Much of the first act is a split screen, with Isolde on one side, Tristan on the other, the pair mutually taking part in a ritual purification as they strip naked and are doused in water. When they drink the love potion, they sink under the water, into a new world.
There are gripping, slow images of Tristan walking a great distance, the last part on water before he goes through a fire. In the second act, Isolde slowly lights dozens of candles arrayed in a pattern, then walks through water toward the lens. And when Brangaene sings from the an upper level during the love duet, a full moon is seen through trees in a signature moment
During the Liebestod, the lovedeath that concludes the opera, Tristan's body starts to bubble and he dissolves like Alka-Seltzer as he rises.
Sellars gives his own synopsis of the opera in the program. "Two damaged, angry, desperate and hurt human beings are on a long trip in the same boat," he writes. "For Isolde, suicidal despair takes the form of violent, destructive mood swings, bitter sarcasm, uncontrollable weeping, and the need to talk everything out. For Tristan, it is the scarred painful silence of emotional blockage and denial."

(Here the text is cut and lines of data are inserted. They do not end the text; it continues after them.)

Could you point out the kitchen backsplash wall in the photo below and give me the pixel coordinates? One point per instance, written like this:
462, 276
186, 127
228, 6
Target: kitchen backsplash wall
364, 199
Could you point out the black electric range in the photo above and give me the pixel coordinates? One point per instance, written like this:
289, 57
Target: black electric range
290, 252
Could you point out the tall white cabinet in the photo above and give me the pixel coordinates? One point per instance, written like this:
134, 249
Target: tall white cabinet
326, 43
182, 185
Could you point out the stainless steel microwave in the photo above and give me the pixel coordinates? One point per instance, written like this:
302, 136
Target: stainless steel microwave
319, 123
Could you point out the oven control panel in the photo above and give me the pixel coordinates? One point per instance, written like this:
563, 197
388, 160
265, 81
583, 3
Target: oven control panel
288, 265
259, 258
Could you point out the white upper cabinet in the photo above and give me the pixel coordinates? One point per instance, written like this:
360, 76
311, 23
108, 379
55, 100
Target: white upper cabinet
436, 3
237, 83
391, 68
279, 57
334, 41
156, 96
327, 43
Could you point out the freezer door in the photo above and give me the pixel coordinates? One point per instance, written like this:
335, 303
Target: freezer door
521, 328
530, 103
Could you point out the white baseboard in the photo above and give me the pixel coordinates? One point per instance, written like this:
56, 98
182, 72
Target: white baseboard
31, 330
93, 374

In this version, Tristan and Marke are former lovers, lending another level to Tristan's betrayal of the king, who kisses him tenderly.
Heppner, the great Tristan of this generation, sings with uncommon lyricism, especially in the quiet moments, and he has the stamina to keep his voice fluid to the finish. Meier has a great ability to convey emotions with her face, although her voice at times can be more strident than soft.
Sellars gives them what appear to be difficult positions to sing in - on their knees, next to each other, for part of the love duet, and flat on his back for Tristan for much of the third act.
They are clothed primarily in plain outfits in dark colors, and the only prop on the set is what looks to be a black platform bed.
Also in the strong cast were Yvonne Naef (Brangaene), Jukka Rasilainen (Kurwenal) and Alexander Marco-Buhrmester (Melot). Adding a sense of spaciousness was the decision to place the chorus, some horns and a few of the secondary singers in the higher levels of the house.
Esa-Pekka Salonen, conducting as he did in Los Angeles, kept the volume down, concentrating on the emotion rather than sonic beauty, and led an intense account of the 4-hour score.
This run goes through May 7, and seven more performances are set in a revival next November and December with Clifton Forbis (Tristan), Lisa Gasteen (Isolde), Willard White (Marke) and conductor Valery Gergiev. Discussions are underway to bring the production to New York in 2007.